Та часть петербургской интеллигенции, среди которой я рос в дореволюционные годы, была подвержена разнообразным влияниям и тревогам. Жила эта интеллигенция небогато, зыбко, искала твердой почвы, устоев. В кругу друзей отца были поэт и философ Владимир Соловьев, историк литературы А. Н. Пыпин, историк М. М. Стасюлевич и другие ученые и литераторы. Мне едва исполнилось три года, когда умер Соловьев, но я помню его серебристую бороду и детский заливистый смех. В семье часто цитировались его стихи, а в особенности стихотворные пародии на символистов. О его философии почти не говорилось. Она была чужда отцу.
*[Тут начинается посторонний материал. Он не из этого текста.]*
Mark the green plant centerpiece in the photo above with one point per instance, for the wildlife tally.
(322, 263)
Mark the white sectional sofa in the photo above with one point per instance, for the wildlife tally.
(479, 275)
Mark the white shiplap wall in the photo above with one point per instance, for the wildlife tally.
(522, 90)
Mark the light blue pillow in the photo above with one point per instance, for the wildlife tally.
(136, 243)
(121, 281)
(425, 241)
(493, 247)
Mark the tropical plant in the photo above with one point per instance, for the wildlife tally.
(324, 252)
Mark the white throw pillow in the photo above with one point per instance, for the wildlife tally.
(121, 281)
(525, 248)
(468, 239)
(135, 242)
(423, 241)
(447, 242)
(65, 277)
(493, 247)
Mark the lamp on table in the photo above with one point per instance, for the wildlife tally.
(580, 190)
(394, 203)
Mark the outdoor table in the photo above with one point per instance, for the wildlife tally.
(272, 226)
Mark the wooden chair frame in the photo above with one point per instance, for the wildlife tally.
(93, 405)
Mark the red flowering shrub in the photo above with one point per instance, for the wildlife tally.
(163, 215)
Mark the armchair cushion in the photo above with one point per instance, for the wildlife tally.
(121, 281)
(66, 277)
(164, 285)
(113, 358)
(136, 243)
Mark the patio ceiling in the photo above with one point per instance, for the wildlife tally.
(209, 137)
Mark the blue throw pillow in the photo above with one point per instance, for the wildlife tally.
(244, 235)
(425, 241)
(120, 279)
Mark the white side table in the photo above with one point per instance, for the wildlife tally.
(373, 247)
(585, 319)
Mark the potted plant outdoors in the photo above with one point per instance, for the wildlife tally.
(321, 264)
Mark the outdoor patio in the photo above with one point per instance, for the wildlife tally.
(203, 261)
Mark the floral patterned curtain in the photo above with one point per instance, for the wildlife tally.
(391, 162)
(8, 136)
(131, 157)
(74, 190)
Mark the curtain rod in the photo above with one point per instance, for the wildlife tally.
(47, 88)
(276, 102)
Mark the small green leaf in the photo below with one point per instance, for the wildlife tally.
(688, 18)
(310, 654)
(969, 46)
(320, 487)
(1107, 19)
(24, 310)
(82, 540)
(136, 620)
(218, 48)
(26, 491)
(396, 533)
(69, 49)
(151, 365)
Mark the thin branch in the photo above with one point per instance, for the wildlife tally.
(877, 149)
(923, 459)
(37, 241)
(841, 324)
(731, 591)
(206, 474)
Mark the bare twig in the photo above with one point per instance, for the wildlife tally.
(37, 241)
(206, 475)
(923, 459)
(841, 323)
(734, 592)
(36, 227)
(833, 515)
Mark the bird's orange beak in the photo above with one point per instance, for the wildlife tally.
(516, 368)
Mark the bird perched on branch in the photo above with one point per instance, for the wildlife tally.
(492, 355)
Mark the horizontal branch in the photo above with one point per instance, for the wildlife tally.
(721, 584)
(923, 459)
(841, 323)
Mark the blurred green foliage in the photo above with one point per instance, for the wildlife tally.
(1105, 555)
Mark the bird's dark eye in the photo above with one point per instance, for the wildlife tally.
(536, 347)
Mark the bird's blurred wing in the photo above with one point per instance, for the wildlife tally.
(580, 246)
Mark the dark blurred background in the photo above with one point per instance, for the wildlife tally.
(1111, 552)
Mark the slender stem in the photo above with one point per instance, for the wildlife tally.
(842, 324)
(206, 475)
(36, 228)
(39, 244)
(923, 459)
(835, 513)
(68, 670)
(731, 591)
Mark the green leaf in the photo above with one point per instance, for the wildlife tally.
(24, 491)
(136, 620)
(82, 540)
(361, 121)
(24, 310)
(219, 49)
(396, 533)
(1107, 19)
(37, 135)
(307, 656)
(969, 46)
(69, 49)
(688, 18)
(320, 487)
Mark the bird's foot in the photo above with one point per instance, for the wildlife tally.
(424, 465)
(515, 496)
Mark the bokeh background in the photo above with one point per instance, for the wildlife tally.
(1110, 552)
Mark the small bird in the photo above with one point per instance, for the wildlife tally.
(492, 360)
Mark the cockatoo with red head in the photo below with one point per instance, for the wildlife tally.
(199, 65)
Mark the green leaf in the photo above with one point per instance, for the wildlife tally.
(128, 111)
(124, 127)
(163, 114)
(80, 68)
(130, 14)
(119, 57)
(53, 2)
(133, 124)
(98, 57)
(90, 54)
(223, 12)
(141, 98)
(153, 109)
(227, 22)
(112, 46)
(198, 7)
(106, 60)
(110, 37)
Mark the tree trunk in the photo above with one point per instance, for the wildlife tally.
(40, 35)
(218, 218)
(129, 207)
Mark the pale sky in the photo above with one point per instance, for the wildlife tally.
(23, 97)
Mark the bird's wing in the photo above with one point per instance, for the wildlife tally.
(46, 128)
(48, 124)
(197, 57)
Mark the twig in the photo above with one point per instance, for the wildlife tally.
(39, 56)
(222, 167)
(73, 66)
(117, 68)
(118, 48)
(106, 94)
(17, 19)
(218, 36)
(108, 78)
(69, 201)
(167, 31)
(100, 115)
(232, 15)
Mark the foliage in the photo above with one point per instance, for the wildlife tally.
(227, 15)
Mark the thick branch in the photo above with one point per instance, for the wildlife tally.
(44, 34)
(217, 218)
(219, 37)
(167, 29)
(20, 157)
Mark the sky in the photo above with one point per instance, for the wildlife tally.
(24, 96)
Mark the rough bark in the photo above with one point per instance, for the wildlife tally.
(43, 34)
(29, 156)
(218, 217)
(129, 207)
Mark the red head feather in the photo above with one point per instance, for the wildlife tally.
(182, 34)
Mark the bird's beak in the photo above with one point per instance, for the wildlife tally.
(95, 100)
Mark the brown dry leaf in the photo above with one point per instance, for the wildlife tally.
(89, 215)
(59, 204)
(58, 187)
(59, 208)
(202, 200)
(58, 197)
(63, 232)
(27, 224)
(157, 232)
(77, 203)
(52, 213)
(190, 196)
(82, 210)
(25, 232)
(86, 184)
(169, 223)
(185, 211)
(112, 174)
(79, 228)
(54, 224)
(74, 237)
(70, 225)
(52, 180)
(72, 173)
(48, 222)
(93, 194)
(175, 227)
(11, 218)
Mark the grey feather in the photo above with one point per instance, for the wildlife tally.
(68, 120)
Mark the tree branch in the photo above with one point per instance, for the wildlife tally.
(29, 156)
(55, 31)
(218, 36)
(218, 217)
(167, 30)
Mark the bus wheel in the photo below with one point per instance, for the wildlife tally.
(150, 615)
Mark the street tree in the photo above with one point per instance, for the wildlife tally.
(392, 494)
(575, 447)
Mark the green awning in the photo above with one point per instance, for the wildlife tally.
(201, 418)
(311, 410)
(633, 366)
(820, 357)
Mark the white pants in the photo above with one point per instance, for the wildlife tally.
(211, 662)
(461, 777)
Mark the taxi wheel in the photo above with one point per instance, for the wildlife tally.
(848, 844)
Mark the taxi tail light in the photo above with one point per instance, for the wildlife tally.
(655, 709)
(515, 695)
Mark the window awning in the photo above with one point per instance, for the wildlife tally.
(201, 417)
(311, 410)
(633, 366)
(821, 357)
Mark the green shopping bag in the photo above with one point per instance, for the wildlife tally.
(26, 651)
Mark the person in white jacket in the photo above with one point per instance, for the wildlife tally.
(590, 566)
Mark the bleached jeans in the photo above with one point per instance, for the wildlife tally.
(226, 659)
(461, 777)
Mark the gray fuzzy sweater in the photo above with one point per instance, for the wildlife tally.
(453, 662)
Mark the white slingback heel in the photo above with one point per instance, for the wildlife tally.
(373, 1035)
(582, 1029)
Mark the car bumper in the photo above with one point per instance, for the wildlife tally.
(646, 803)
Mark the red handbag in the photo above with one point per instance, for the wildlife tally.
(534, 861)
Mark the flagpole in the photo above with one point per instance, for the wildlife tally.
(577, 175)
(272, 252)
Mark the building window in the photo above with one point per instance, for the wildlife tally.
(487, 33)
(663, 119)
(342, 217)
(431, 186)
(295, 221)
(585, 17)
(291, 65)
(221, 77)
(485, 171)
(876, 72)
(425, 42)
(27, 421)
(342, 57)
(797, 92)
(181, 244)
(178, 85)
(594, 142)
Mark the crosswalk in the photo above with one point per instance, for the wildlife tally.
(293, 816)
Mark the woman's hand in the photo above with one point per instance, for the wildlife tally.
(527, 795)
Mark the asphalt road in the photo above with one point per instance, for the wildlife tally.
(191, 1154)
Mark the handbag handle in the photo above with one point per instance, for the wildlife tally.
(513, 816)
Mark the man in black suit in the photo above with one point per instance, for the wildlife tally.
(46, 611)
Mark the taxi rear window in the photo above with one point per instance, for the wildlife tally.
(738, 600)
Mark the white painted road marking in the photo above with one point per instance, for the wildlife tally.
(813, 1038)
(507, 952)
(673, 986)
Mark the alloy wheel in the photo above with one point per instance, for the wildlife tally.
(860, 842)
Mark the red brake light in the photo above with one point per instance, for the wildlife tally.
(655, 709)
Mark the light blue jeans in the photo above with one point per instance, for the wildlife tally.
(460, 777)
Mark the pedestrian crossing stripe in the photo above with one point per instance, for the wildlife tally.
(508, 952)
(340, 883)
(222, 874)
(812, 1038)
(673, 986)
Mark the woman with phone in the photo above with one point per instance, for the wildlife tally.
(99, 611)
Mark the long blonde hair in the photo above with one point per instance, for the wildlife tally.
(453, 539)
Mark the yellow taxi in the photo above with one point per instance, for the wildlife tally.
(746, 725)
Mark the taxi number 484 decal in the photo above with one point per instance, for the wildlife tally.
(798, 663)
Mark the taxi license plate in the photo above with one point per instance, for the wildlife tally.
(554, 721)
Мне было семь лет, когда отец, раскрыв утром газету, пошатнулся, схватившись за сердце:

— Пыпин умер!

М. М. Стасюлевича я знал больше, чем других старых друзей семьи,— он был моим крестным отцом. Четыре раза в год — в дни рождения и именин, на пасху и на рождество — рано утром появлялся серьезный коренастый посыльный с подарком от Стасюлевича. Затем меня вели к крестному, жившему, как и мы, на Васильевском острове. Маленький, ссохшийся старичок с маленькой седенькой своей женой показывали мне всегда одних и тех же заводных птиц в искусственном лесу под стеклянным колпаком. Пестро раскрашенные птицы летали и пели, они соединились в моей памяти с цветными стеклами в воротах типографии Стасюлевича. Стасюлевич был редактором-издателем журнала «Вестник Европы», отец — членом редакции этого журнала.

Стасюлевич умер в 1911 году. Умирая, он вдруг вымолвил:

— Чаю...

Ему тотчас же принесли стакан чаю. Но он кончил фразу:

— ...воскресения мертвых.

Пауза, которую он сделал после слова «чаю», была столь длительной, что казалась преднамеренной, и поэтому похоже было, что Стасюлевич под конец жизни пошутил. Вряд ли это было так. Но так думал отец. Религиозность в нашей семье, как и во многих интеллигентских семьях, отсутствовала, к религии относились как к разделу истории культуры.

В кругу друзей отца господствовали представители так называемой культурно-исторической школы, столпами которой были А. Н. Пыпин и мой дядя, профессор С. А. Венгеров. Декадентство осуждалось категорически.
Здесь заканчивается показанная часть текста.